Three Effective Distributed Database Deployment Topologies for Dual Data Center Challenges

May 9, 2024

YugabyteDB is engineered for high availability, scalability, and fault tolerance by distributing data and request processing across multiple fault domains. However, even with this distributed architecture, two significant challenges emerge when operating in a two-datacenter or two-region model:

The risk of a complete regional outage (with an arbitrary majority) leading to the loss of a distributed quorum
The potential for data loss due to asynchronous data replication between data centers or regions.

To overcome these challenges, YugabyteDB supports various deployment topologies designed to meet specific high availability and disaster recovery needs. In this blog post, we will explore these deployment options, examining both happy path scenarios and failure scenarios, and discuss the trade-offs between recovery time objective (RTO), recovery point objective (RPO), latency, and other factors.

The Odd Quorum Conundrum in a Two Data Center Model

In YugabyteDB, a quorum is the minimum number of replicas that must participate in a write transaction to ensure data consistency and availability. Typically, an odd quorum is required to avoid “split-brain” scenarios and ensure that there is a clear majority for decision-making. However, maintaining this odd quorum in a two-datacenter model is challenging because it involves having an arbitrary majority in one datacenter. If the data center with the majority of replicas goes down, it will affect the availability of the service.

The Challenge With Adding a Third Region

The ideal solution to this problem is by adding a third region. However, many enterprises still operate with two data centers, which must be kept on par and regularly updated as part of their business continuity planning (BCP). Executing BCP demands considerable planning, time, and effort. In addition, regulatory requirements require enterprises to alternate between primary and secondary roles of data centers every six months to ensure readiness for a disaster. Let’s look at how different deployment topologies can help solve this issue.

Deployment Topologies

In the following section, we’ll assign names to regions to identify easily. In the context of a self-managed infrastructure, the term “region” refers to a data center.

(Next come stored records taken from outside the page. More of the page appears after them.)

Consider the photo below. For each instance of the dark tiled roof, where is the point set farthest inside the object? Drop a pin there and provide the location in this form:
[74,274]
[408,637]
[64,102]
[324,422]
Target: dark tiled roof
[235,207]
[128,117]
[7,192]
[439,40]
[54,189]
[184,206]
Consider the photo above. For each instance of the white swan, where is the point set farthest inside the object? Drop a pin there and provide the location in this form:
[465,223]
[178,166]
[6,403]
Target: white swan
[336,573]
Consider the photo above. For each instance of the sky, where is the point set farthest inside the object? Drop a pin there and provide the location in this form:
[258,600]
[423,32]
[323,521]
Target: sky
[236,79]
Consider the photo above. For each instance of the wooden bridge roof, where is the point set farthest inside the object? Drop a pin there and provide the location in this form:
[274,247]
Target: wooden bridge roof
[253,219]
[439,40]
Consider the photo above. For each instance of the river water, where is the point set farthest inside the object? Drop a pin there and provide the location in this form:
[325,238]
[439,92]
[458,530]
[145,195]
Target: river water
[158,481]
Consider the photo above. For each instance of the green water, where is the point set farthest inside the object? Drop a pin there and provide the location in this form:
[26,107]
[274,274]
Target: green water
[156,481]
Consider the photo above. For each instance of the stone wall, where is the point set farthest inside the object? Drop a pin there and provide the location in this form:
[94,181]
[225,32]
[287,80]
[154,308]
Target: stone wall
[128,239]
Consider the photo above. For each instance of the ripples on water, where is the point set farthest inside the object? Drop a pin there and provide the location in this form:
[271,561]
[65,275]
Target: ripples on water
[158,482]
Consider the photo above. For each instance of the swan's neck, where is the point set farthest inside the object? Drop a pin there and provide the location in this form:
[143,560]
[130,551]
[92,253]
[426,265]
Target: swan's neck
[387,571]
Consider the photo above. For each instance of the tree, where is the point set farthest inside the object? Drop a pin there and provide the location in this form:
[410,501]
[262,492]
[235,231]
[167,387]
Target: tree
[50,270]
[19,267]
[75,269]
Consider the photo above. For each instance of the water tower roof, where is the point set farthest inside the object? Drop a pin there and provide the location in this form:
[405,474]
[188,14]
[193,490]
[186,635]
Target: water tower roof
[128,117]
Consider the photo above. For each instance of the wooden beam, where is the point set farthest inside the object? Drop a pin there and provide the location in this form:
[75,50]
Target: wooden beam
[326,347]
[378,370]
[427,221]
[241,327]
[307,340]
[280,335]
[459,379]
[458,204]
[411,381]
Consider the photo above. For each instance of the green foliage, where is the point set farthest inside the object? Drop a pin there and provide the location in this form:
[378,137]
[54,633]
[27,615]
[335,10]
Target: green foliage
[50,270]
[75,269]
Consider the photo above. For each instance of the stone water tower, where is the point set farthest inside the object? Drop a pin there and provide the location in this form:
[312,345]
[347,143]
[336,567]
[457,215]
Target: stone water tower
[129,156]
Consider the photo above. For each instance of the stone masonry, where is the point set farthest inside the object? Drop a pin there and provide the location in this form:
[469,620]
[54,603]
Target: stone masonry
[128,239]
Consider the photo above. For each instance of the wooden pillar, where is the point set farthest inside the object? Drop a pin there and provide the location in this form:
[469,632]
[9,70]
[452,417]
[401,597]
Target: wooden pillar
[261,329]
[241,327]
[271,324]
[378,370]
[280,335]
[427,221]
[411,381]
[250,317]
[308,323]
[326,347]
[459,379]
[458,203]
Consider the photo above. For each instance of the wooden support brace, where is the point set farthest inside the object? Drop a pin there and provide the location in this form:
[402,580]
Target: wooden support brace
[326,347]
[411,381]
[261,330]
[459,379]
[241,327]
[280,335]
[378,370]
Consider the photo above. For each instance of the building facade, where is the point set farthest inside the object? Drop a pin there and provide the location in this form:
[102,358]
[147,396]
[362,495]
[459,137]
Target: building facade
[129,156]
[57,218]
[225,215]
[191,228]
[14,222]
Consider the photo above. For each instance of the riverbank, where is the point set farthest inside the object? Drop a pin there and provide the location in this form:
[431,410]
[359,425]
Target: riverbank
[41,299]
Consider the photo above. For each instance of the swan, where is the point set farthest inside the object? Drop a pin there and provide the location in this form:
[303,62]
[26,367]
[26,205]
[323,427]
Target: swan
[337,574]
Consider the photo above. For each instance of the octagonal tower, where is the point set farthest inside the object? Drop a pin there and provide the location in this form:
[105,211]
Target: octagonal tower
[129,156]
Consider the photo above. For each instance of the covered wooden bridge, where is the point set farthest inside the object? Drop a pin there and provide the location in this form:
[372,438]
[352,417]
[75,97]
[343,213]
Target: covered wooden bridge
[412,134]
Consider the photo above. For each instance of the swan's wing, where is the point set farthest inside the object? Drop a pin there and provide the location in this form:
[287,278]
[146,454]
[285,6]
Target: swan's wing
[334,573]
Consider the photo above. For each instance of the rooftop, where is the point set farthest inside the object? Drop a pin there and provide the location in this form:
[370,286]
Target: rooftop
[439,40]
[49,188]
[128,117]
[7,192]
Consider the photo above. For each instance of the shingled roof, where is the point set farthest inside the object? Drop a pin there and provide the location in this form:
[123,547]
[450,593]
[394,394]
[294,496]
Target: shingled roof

Regions / Data Centers	Mumbai, Delhi
Classification	Region1 / DC1	Mumbai
Classification	Region2 / DC2	Delhi

1: xCluster

A database is distributed across multiple availability zones in a region/data center, with each region having its own isolated setup.

Regions / Data Centers	Mumbai, Delhi
Classification	Primary	Mumbai
Classification	Secondary	Delhi
Fault Domains	Primary	H1a, H1b, and H1c (isolated domains within a region)
Fault Domains	Secondary	H2a, H2b, and H2c (isolated domains within a region)
Topology	xCluster

xCluster overivew - YugabyteDB

Key Points:

Each region has its own isolated YugabyteDB cluster.
Each cluster ensures fault tolerance at the availability zone level within a region.
Asynchronous cross-cluster (xCluster) data replication between “primary” and “secondary” regions.
Data replication can be either unidirectional or bidirectional.
Each cluster can be scaled independently.
Tunable reads can be enabled for each cluster.

Now let’s go over each of the failure scenarios.

Primary Region Failure:

Architecture of a primary region failure

Impact:

Depending on the direction of replication, the “secondary” data center can be quickly utilized to continue serving the traffic.
If the replication topology is a unidirectional< transactional xCluster from “primary” to “secondary,” the “secondary” can be promoted as primary once the “safe time” is determined.
If the replication topology is bidirectional, app traffic must be routed to the “secondary” based on acceptable data loss.
RTO in a unidirectional xCluster is determined by the amount of time required to transition from the “primary” to “secondary” cluster. At this time, we do not provide auto-failover features at the driver level. Therefore, the application or application-ops team must handle it. The normal DR activation procedure is usually followed in this.
RPO is determined by the replication lag between the two regions/data centers. Because of the async data replication between them, this topology cannot guarantee a zero RPO.

Secondary Region Failure:

Secondary Region Failure - xCluster - architecture Impact:

Depending on the replication direction, the other cluster can be quickly utilized to continue serving the traffic. The other points of impact are the same as the previous failure scenario.

2: Globally Distributed

A database that is distributed across multiple fault domains between two regions/ data centers.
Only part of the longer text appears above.